EU-Asia trade negotiations: SP development spokesman demands explanation

1 January 2007

EU-Asia trade negotiations: SP development spokesman demands explanation

SP Member of Parliament and spokesman on development policy Ewout Irrgang is seeking speedy clarification of the position regarding new negotiations between the EU and a number of Asian countries regarding a free trade agreement. “Any treaty must avoid preventing the Asian countries from continuing to build their own economies," said Mr Irrgang. "The proposal to liberalise public services such as health care, education and the supply of drinking water must be withdrawn.”

The European Commission has asked the Netherlands to vote to give it a mandate to require Asian countries to accept an almost total liberalisation of trade in goods and services. According to the SP Member of Parliament, the member states of ASEAN (Association of South East Asian Nations), plus South Korea and India, must retain the possibility to build their own economies behind protective tariffs.

Ewout IrrgangA proposal to allow a form of special treatment depending on a country's level of development has been brought forward, but this would apply only temporarily. India, moreover, would be excluded from even this, despite the fact that it is, as Irrgang points out, plagued by poverty. "While it may be true that it is growing into an enormous economy," he says, "at the same time it's a country where the percentage of undernourished children is higher than it is in much of Africa."

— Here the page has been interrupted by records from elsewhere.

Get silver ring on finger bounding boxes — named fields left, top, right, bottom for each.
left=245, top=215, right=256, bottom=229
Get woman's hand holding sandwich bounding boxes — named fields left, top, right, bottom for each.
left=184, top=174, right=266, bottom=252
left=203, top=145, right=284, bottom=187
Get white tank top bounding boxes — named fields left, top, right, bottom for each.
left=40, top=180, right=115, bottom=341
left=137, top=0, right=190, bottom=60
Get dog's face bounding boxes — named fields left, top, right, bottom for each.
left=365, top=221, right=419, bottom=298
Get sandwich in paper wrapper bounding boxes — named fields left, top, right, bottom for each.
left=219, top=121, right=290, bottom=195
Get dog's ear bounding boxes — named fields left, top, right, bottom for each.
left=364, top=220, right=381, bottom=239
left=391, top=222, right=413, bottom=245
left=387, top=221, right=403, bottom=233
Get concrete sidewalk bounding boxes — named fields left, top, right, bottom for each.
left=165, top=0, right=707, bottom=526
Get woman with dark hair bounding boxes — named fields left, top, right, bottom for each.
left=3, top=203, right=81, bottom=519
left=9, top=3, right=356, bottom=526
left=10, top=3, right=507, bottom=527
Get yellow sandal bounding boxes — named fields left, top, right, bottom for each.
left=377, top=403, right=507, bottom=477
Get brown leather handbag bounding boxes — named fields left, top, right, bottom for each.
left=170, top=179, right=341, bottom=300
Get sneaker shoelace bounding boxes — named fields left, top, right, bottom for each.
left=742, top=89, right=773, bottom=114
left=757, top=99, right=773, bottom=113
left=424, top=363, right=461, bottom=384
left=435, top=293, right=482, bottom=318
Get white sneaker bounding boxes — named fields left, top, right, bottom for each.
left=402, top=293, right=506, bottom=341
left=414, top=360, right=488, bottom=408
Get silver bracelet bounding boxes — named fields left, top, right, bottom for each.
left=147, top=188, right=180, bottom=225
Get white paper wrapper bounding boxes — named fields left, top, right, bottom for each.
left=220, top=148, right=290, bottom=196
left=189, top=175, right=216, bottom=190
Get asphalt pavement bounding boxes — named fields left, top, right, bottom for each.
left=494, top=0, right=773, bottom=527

The failure of the WTO negotiations last year means that the number of bilateral free trade agreements between groups of countries is greatly increasing. "The big danger is that in such negotiations the rich countries will try to go back on the concessions which they brought to the WTO talks," Irrgang warns. "The EU must not use these negotiations to make demands which go further than those made in the context of the WTO. If development really is to take priority then demands must be scaled back rather than accentuated. Fair trade is one thing, free trade another."